Published July 26, 2012
A lot has happened since 2008, especially in the national dialogue about economic inequality.
There was the hot-button issue of whether CEOs, particularly those at bailed-out firms, should be allowed to take home monster pay packages. There were the rampant, rallying cries of Occupy Wall Street protesters against “the 1%”. There was – and still is – the fiery debate in Washington over whether or not to extend the Bush-era tax cuts.
And yet not much has changed in the sense that the majority of Americans still believe the rich deserve to be rich, according to a recent survey by market-research company GlobeScan.
About 58% of Americans surveyed in GlobeScan’s 2012 study of income inequality said they “agree” or “strongly agree” that rich people in the U.S. deserve their wealth. That’s essentially flat to 57% in 2008, and puts the U.S. third in a ranking of countries with the highest percentage of citizens who feel that way. (Only Australia and Canada ranked higher.)
On the flip side, the survey found that 36% believe the rich do not deserve their wealth; that’s up slightly from 34% in 2008.
It’s important to note that GlobeScan did not qualify what it means to be “rich.” Rather, the firm asked respondents to simply respond to the statement: “Most rich people in [COUNTRY] deserve their wealth.” The goal was merely to gauge sentiment, says GlobeScan.
“I would say this question should be interpreted as measuring attitudes towards wealth (in)equality more generally, rather than being taken too literally,” Tove Malmqvist, research manager at GlobeScan, wrote in an email.
Still, the results point to a surprising stability in Americans’ attitude toward the rich despite a debate over economic fairness that seems to have hit fever pitch in recent years.

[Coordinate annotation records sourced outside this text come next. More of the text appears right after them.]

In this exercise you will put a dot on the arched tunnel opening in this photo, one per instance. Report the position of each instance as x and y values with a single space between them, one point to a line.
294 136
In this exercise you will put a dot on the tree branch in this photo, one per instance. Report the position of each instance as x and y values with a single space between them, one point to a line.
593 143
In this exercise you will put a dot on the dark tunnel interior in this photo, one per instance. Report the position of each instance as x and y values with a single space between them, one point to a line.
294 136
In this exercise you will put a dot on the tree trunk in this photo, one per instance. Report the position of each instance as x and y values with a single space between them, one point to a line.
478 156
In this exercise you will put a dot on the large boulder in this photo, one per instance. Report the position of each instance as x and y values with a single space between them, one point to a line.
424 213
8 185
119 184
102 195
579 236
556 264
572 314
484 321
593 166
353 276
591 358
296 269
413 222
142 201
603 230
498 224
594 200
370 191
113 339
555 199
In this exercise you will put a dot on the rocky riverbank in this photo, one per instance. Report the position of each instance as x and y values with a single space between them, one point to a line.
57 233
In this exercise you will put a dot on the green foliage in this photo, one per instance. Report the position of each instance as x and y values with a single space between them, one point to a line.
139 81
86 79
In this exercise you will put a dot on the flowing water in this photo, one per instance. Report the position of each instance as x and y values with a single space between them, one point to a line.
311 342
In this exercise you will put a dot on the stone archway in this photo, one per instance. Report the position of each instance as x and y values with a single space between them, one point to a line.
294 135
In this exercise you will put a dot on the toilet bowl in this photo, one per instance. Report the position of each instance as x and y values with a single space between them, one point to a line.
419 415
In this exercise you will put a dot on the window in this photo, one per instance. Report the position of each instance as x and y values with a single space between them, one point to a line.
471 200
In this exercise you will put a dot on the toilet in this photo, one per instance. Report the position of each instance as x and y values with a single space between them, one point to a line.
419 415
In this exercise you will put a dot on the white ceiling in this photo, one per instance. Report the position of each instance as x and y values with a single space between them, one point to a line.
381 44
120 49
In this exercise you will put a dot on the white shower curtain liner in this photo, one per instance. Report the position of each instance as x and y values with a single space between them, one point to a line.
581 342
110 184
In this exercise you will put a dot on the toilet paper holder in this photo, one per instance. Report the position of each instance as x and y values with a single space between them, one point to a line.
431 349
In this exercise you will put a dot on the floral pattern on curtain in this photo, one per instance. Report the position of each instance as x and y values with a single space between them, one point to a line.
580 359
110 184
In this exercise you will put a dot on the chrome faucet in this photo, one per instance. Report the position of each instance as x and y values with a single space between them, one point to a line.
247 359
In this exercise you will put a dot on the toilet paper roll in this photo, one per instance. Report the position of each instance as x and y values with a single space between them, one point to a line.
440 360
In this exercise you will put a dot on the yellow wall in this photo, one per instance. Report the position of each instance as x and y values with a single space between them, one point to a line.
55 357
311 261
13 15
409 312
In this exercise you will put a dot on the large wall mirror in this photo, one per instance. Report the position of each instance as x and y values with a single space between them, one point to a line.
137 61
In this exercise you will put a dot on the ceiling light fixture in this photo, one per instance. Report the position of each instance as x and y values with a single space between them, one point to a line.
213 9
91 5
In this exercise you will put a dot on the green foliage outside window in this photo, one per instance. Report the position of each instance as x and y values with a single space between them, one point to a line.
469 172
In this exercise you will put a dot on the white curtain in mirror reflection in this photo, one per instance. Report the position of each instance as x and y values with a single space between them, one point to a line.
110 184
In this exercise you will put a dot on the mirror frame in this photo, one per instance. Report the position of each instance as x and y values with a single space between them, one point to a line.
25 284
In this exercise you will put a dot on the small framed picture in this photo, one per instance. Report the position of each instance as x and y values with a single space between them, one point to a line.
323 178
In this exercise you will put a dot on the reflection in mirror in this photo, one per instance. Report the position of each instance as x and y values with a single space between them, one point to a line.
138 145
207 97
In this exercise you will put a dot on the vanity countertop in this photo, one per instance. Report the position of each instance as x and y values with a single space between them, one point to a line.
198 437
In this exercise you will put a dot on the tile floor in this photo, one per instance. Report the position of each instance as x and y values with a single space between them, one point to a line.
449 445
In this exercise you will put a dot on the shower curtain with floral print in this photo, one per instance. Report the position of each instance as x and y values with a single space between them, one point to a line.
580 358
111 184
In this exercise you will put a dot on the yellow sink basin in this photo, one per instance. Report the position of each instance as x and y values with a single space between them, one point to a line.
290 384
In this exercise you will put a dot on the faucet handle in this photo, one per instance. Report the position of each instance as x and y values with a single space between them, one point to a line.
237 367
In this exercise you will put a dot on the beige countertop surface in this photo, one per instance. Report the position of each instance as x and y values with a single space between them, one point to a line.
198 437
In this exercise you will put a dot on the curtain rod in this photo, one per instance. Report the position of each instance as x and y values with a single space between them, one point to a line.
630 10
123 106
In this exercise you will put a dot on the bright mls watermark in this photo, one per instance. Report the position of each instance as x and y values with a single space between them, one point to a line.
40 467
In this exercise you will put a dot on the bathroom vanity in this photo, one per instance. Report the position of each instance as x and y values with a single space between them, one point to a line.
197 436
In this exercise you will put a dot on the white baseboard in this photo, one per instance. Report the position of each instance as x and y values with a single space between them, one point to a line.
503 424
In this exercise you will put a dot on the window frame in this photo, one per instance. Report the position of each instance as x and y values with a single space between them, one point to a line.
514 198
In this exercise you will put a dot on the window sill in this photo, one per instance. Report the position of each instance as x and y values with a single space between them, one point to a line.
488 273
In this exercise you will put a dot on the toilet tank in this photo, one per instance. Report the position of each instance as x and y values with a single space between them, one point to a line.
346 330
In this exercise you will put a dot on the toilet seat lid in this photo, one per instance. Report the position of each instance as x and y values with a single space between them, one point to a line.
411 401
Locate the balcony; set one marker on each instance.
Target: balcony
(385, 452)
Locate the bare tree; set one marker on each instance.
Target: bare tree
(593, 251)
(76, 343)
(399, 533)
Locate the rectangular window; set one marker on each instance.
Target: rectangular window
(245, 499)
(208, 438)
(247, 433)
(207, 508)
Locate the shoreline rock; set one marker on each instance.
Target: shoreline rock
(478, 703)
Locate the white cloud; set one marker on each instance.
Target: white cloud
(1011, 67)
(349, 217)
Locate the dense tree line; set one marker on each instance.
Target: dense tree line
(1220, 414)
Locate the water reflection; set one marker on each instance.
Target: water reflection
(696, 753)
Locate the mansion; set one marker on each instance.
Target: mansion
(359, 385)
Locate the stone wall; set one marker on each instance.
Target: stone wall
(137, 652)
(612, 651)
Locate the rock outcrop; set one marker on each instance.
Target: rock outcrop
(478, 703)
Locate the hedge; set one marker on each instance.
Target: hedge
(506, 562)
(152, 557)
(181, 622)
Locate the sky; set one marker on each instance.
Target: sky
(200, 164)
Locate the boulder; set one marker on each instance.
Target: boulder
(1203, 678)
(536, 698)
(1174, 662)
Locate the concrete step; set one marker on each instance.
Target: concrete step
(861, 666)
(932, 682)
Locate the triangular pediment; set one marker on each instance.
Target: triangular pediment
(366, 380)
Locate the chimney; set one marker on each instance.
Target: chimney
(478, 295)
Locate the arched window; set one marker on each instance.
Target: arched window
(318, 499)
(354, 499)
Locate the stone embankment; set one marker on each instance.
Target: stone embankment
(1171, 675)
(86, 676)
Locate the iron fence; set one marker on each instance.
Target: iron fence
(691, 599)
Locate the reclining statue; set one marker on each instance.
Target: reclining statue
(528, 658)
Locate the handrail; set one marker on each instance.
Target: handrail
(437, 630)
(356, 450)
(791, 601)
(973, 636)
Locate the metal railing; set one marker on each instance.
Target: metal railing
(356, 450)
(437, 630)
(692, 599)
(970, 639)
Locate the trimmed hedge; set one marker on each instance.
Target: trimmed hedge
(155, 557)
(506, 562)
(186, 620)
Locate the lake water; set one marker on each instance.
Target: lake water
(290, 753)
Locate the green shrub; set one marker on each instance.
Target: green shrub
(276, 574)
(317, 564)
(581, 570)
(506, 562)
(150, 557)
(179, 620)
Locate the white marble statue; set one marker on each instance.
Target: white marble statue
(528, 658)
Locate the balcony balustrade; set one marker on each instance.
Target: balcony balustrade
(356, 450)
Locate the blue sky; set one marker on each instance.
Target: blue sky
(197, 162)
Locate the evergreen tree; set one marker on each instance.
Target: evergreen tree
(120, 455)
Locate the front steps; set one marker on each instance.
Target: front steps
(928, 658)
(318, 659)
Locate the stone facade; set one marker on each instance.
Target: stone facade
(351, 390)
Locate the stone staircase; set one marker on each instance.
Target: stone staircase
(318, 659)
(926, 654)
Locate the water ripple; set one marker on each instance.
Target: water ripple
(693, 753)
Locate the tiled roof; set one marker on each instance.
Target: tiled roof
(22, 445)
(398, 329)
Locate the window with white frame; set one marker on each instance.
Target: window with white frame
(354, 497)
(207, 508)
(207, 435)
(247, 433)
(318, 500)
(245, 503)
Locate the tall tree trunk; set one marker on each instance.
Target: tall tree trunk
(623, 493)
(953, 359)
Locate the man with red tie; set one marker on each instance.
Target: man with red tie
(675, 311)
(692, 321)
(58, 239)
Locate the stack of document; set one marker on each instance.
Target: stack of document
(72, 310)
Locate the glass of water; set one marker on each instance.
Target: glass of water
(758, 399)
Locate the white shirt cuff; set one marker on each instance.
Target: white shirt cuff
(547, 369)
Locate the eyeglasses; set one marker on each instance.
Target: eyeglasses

Fueling some of the debate is evidence that the income gap has grown rapidly over the last three decades. The nonpartisan Congressional Budget Office (CBO) said in October of last year that from 1979 to 2007, the top 1% of earners saw their incomes jump 275%. In comparison, the next 19% of earners saw their incomes rise 65%, the middle 60% saw their incomes rise by less than 40% and the bottom fifth saw their incomes rise by 18%.
From the perspective of groups like Occupy Wall Street, which was born last year out of the idea that the U.S. financial system supports the richest 1%, the findings of the GlobeScan survey aren’t so shocking.
“I think it plays into this idea of the American dream,” says Dana Balicki, an organizer with Occupy who works on the movement's public relations efforts. “Certain generations – older generations – grew up on the idea that if you work hard enough, you can pull yourself up by your bootstraps and you can make as much money as you want. That’s not a reality anymore.”
The Occupy movement may not be as visible as it was last fall, but it is still railing against a system that it alleges has left 99% of Americans struggling, Balicki says. Just this past Tuesday, protesters in New York gathered in New York’s Union Square for a “Day of Action for Low Wage Workers.” Several thousand were expected to participate. A request for a final turnout figure was not returned.
Balicki says members of the Occupy movement don't want economic equality in a broken system; they want a system that functions to support all of its citizens, including those who are struggling with student debt or underwater on their mortgages.
“I wonder if the survey had asked ‘Do you, your children, and your grandchildren deserve to be in debt your entire lives' what the results would have been. Because in our current system, as broken as it is, when someone ‘deserves to be rich’ then someone else deserves to be poor.”